Background: Immunofluorescence images reveal subcellular structures and functions, serving as critical data sources for tasks such as disease prediction, subcellular localization, and drug perturbation prediction. The current mainstream paradigm involves self-supervised learning (SSL, e.g., DINO, iBOT) on IF datasets followed by evaluation on In-Distribution (ID) and Out-of-Distribution (OOD) tasks to measure the performance of vision foundation models in this domain.

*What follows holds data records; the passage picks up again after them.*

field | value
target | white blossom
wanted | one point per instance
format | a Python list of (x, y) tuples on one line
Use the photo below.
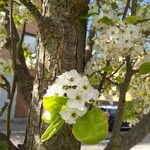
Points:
[(70, 115)]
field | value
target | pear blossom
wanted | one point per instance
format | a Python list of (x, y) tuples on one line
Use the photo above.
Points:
[(78, 91), (70, 115)]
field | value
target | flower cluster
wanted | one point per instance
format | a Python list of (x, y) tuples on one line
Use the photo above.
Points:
[(79, 92), (115, 37)]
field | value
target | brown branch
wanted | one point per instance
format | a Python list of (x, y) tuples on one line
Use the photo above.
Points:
[(32, 8), (103, 78), (137, 133), (144, 20), (2, 110), (6, 141), (89, 45), (112, 82), (134, 7), (116, 136)]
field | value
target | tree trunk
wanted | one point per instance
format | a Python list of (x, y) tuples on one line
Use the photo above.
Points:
[(61, 47)]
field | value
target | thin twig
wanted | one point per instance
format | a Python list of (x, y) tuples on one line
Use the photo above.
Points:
[(103, 78), (32, 8), (117, 70)]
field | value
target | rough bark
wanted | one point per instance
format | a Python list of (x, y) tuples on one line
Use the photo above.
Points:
[(116, 143), (61, 47), (5, 143)]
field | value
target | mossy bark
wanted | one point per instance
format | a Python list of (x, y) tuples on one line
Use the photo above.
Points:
[(61, 47)]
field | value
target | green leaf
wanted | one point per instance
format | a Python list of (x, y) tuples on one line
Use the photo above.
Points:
[(114, 6), (108, 69), (52, 129), (106, 21), (92, 127), (132, 19), (46, 118), (53, 104), (144, 68), (7, 69)]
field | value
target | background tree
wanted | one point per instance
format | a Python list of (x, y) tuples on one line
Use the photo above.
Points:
[(61, 47)]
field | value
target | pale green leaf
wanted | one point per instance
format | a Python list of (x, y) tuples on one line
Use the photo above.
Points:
[(92, 127)]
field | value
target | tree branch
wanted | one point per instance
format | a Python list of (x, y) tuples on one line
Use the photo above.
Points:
[(103, 78), (32, 8), (137, 133), (4, 141), (126, 9), (116, 136), (89, 45), (116, 70)]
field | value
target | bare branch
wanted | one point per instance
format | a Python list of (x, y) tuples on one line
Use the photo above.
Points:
[(137, 133), (89, 45), (32, 8)]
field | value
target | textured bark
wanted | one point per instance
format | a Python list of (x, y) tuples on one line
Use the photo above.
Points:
[(5, 143), (61, 48), (116, 142)]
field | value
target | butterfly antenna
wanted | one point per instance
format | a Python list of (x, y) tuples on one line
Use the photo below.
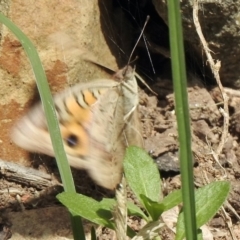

Limitations of Prior Work: Staining protocols vary across laboratories, resulting in different channel counts and channel semantics (HPA has 4 channels, JUMP-CP has 5, and WTC-11 differs again), whereas typical image encoders assume a fixed number of channels. Existing channel-adaptive methods (ChannelViT, DiChaViT, ChAdaViT), though trainable on multiple channels, treat channels as independent tokens and assign dedicated parameters to each. Consequently, they can only handle channels seen during training—once a new channel configuration appears in an evaluation dataset, they cannot migrate directly and must be retrained. Single-channel methods (processing each channel independently) allow for direct migration but discard inter-channel dependencies.

Key Challenge: There is a tension between "cross-dataset transferability" and "capturing inter-channel dependencies." Fixed-channel encoders are expressive but tied to specific channels; per-channel processing allows transfer but isolates channel relationships. Prior work has neither provided an OOD evaluation mechanism for unseen channels nor utilized the inherent structure of IF image channels.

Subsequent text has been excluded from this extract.